Dede: Was ist in der Arbeit besonders aufreibend und was gibt es an schönen Erfahrungen?

Schlendermann: Puh, wo soll ich da anfangen. Die Kinder kommen aus verschiedensten Familiensystemen und jeden Tag nach einem ereignisreichen Schultag, das ist an manchmal schon aufreibend genug. Denn wenn 20 Kinder beim Mittagessen erzählen wollen, kann es wuselig werden. Die Kinder erzählen sich mittlerweile auch gegenseitig, was sie auf den verschiedenen Schulen über Bienen oder Verkehrserziehung oder bei einem Theaterbesuch erlebt haben. Eine ganz schöne Erfahrung in der Arbeit ist es die Kinder und Ehrenamtlichen ‚wachsen‘ zu sehen. Zu sehen wie ihr Selbstvertrauen größer wird und sie etwas wagen. Ein mutiges Kind z.B. steht am Essenstisch auf und gibt das Weihnachtsgedicht „Holler, Boller, Rumpelsack“ vor der Gruppe zum Besten. Wow.

Stoffregen: In der Arbeit mit Kindern aus benachteiligten Familien gibt es immer auch schwierige Situationen: Vernachlässigung, Gewalt oder Armutsprobleme. Es gehört zu unserer Aufgabe, in diesen Situationen ansprechbar zu sein und gleichzeitig unsere Grenzen zu achten. Gut, dass wir in diesen Situationen gut vernetzt sind, auf Hilfsangebote hinweisen, ggf. dorthin begleiten können und uns auch selbst z.B. durch das Kinderschutzzentrum fachliche Beratung „gönnen“. Schöne Erfahrungen gibt es unendlich viele in unserer Wundertüte!

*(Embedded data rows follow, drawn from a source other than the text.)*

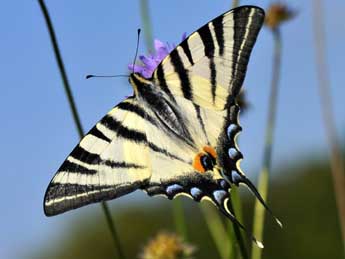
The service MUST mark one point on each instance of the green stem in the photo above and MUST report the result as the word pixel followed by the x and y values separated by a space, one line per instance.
pixel 337 162
pixel 237 235
pixel 146 20
pixel 74 111
pixel 217 230
pixel 259 210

Und jeden Abend das Gefühl: Diese Arbeit lohnt sich!

Dede: Wie kann man mit Ihnen Kontakt aufnehmen und wo kann man mehr erfahren?

Stoffregen: Einfach anrufen 04131/ 223477, schreiben: info@kindertafel.de, uns besuchen: Bunsenstraße 82 in Lüneburg oder mal mitmachen: Schnuppern, Praktikum, Hospitation u. ä. sind immer möglich! Infos unter unter www.kindertafel.de oder www.paul-gerhardt-lg.de.

Dede: Liebe Frau Stoffregen und liebe Frau Schlendermann, vielen Dank für das Gespräch.